Abramoff tried to remake Nazi feel-good flick


The word is out that America's favorite lobbyist failed in his efforts to remake the greatest movie ever about a clown who leads laughing children into the ovens of Auschwitz.

In 1972, funnyman Jerry Lewis directed and starred in "The Day the Clown Cried," the story of circus clown Helmut Doork, who entertains children to their deaths. Filming stopped after the story got caught up in a copyright fight, so only a rough cut was ever finished.

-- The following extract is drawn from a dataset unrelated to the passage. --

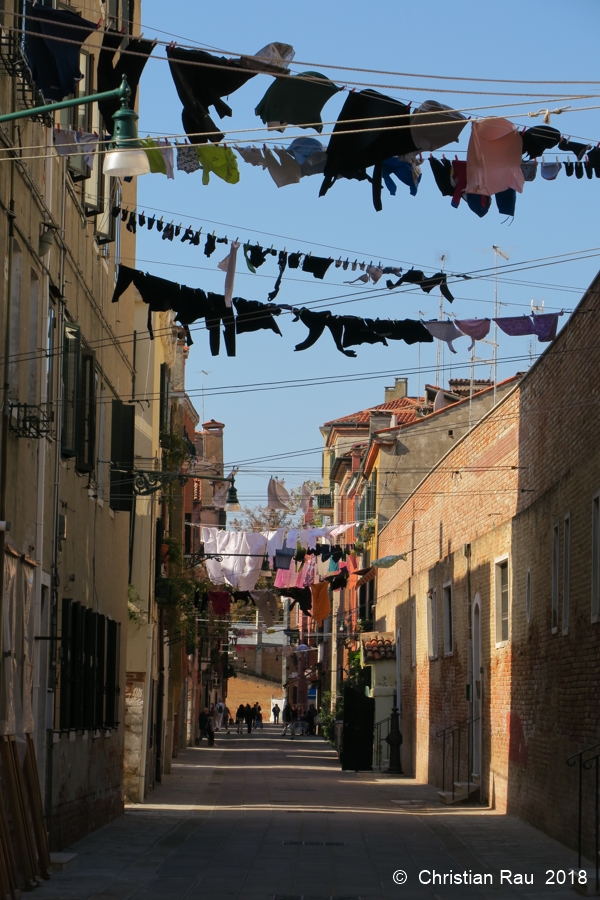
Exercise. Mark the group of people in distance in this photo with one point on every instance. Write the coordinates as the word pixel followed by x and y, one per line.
pixel 219 718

In this month's issue of Harper's magazine, there are excerpts of unsigned letters written by Jack Abramoff's friends to Judge Paul Huck of Federal District Court in Miami in the hopes of getting the judge to go easy on the lobbyist/criminal. Huck would later sentence Abramoff to six years and $21.7 million in fines.

Jack made every effort possible to secure funding for a film entitled The Day the Clown Cried, a movie about the importance of taking care of children, set in a WWII concentration camp.
Lawrence Levi claims to have obtained a copy of the letter which reveals that it was written by film producer Michael Barclay, who was to be one of Abramoff's partners in the venture. It was to be Abramoff's bid for respectability after the failure of the Dolph Lundgren epic "Red Scorpion," which he penned and produced

Legend has it that Lewis is so ashamed of the film that he keeps it locked in a briefcase in his office. In this age of You Tube and Bit Torrent, it is one of the few pieces of video not readily available.

Harry Shearer is among the luck few who have witnesses the debacle.

"This movie is so drastically wrong, its pathos and its comedy are so wildly misplaced, that you could not, in your fantasy of what it might be like, improve on what it really is," said Shearer.